Viktor also shows his good heart by befriending a flight attendant (Catherine Zeta-Jones, personably second-stringing it), who is besotted with a love rat but touched by Viktor's boyish, sexless attentions. He even gets to woo her in the VIP lounge, with help from some ethnically diverse, perfunctorily sketched airport workers, including Kumar Pallana's testy Indian cleaner and Diego Luna's lovestruck Latino catering operative.
For the film to work either as comedy or as a statement about America and the world, we would have to believe in the terminal itself as a hermetic biosphere - keeping the world out, yet containing something of the whole world within.

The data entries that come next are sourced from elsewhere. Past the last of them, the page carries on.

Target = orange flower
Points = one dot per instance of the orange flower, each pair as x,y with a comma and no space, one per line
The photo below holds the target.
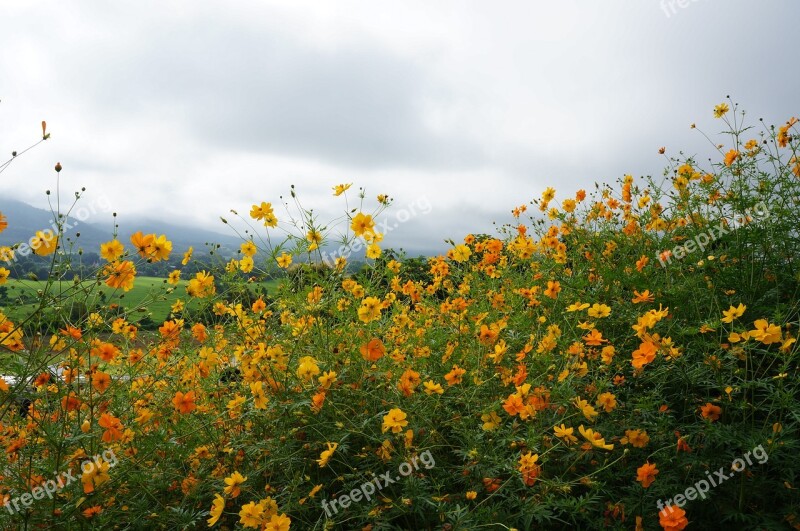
92,511
113,427
374,350
710,411
646,474
513,405
672,518
44,243
101,381
105,351
395,420
553,288
184,403
120,275
644,354
454,377
143,243
731,157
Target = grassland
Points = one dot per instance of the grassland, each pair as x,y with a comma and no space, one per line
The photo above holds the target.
150,297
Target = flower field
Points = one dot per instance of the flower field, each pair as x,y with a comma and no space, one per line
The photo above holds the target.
618,358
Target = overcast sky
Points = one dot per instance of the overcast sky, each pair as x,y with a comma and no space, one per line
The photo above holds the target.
184,110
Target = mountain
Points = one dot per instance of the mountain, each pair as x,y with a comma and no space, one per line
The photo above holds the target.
25,220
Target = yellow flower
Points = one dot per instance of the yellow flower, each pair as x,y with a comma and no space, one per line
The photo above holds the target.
161,247
460,253
734,312
731,157
432,387
586,408
370,310
608,401
595,438
562,432
362,224
491,421
314,238
264,213
308,368
373,251
278,523
120,275
251,515
284,260
765,332
232,483
248,248
174,277
246,264
201,286
339,189
599,311
111,250
637,438
577,306
217,506
325,456
44,243
260,400
395,420
6,254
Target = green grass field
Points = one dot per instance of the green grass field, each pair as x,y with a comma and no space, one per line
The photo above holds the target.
150,296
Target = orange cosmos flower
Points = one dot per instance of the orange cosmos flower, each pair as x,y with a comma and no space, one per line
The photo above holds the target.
184,403
395,420
44,243
672,518
645,354
374,350
454,377
120,275
113,427
646,474
710,411
101,381
731,157
143,243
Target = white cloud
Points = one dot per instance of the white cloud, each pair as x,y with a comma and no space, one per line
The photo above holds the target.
186,109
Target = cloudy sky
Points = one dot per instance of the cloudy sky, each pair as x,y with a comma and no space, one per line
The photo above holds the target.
183,110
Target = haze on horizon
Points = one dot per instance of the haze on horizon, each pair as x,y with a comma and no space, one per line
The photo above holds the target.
185,110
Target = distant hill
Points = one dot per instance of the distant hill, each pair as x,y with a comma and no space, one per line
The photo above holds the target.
24,220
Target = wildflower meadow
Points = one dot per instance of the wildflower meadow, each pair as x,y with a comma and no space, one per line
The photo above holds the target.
622,357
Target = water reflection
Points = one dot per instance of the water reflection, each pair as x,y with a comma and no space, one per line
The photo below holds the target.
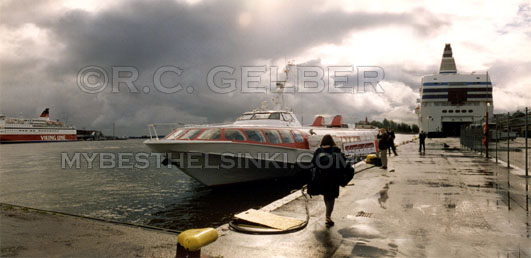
207,207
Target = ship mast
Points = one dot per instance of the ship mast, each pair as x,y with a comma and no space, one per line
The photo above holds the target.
280,86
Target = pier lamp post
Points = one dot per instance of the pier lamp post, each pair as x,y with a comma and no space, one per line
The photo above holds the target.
487,130
428,131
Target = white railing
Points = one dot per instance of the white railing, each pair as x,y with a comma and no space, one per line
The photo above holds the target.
152,128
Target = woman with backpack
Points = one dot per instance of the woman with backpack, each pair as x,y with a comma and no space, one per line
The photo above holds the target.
328,162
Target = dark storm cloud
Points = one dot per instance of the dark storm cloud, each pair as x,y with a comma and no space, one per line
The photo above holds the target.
147,35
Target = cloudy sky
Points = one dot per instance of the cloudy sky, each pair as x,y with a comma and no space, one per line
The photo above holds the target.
45,44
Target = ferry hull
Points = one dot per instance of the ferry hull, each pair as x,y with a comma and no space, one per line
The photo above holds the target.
29,138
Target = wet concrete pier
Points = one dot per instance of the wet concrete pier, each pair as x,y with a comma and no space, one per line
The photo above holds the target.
445,203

Designer Alex McDowell has constructed a full-sized terminal in the studio, and this might possibly have given the film something of the absurdist enclosure of Jacques Tati's immortal Playtime; in fact, the recreation is so thorough that we simply assume we're seeing the real thing.
In any case, Spielberg could hardly have picked a worse time to use an airport as a playground for his little boy lost. Since 11 September, airports have surely lost their romance along with their comic potential, and the idea of what it might mean to be "unacceptable" in America requires more careful handling than this film can give it. At one point Dixon comments, "The country's detaining so many people there's no goddamn room any more," but Spielberg lacks the will to ask what this startling line might actually mean in the era of Guantanamo Bay. The message - that a good-hearted individual will muddle through while officials look benignly on with no more than a "Doh" of frustration - is not just blandly reassuring, but downright mendacious.